Base de Datos de Legislación

Tratado Constitutivo de la Comunidad Europea.


TÍTULO VI.
NORMAS COMUNES SOBRE COMPETENCIA, FISCALIDAD Y APROXIMACIÓN DE LAS LEGISLACIONES

CAPÍTULO I.
NORMAS SOBRE COMPETENCIA

SECCIÓN I. DISPOSICIONES APLICABLES A LAS EMPRESAS

Artículo 81.

1. Serán incompatibles con el mercado común y quedarán prohibidos todos los acuerdos entre empresas, las decisiones de asociaciones de empresas y las prácticas concertadas que puedan afectar al comercio entre los Estados miembros y que tengan por objeto o efecto impedir, restringir o falsear el juego de la competencia dentro del mercado común y, en particular, los que consistan en:

  1. Fijar directa o indirectamente los precios de compra o de venta u otras condiciones de transacción;

  2. Limitar o controlar la producción, el mercado, el desarrollo técnico o las inversiones;

  3. Repartirse los mercados o las fuentes de abastecimiento;

  4. Aplicar a terceros contratantes condiciones desiguales para prestaciones equivalentes, que ocasionen a éstos una desventaja competitiva;

  5. Subordinar la celebración de contratos a la aceptación, por los otros contratantes, de prestaciones suplementarias que, por su naturaleza o según los usos mercantiles, no guarden relación alguna con el objeto de dichos contratos.

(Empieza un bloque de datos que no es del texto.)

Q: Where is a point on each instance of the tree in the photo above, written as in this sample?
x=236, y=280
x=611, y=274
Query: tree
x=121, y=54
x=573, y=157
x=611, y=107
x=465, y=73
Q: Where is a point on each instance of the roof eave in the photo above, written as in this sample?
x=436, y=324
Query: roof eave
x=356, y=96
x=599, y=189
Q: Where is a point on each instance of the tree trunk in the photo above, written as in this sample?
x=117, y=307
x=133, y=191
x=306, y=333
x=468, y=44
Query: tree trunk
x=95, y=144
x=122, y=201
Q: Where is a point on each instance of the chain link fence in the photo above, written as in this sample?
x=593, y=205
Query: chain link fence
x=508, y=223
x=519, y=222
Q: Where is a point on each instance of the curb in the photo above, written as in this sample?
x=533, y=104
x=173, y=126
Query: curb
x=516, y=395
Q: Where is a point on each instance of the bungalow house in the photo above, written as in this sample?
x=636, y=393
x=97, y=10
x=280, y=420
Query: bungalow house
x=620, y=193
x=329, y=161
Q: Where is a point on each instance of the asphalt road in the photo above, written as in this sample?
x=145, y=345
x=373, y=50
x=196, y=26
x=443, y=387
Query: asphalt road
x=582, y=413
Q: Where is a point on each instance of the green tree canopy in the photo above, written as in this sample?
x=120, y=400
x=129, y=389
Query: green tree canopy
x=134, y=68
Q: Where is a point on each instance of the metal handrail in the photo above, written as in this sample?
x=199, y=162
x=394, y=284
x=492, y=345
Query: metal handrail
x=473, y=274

2. Los acuerdos o decisiones prohibidos por el presente artículo serán nulos de pleno derecho.

3. No obstante, las disposiciones del apartado 1 podrán ser declaradas inaplicables a:

Artículo 82.

Será incompatible con el mercado común y quedará prohibida, en la medida en que pueda afectar al comercio entre los Estados miembros, la explotación abusiva, por parte de una o más empresas, de una posición dominante en el mercado común o en una parte sustancial del mismo.

Tales prácticas abusivas podrán consistir, particularmente, en:

  1. Imponer directa o indirectamente precios de compra, de venta u otras condiciones de transacción no equitativas;

  2. Limitar la producción, el mercado o el desarrollo técnico en perjuicio de los consumidores;

  3. Aplicar a terceros contratantes condiciones desiguales para prestaciones equivalentes, que ocasionen a éstos una desventaja competitiva;

  4. Subordinar la celebración de contratos a la aceptación, por los otros contratantes, de prestaciones suplementarias que, por su naturaleza o según los usos mercantiles, no guarden relación alguna con el objeto de dichos contratos.

Artículo 83.

1. El Consejo, por mayoría cualificada, a propuesta de la Comisión y previa consulta al Parlamento Europeo, adoptará los reglamentos o directivas apropiados para la aplicación de los principios enunciados en los artículos 81 y 82.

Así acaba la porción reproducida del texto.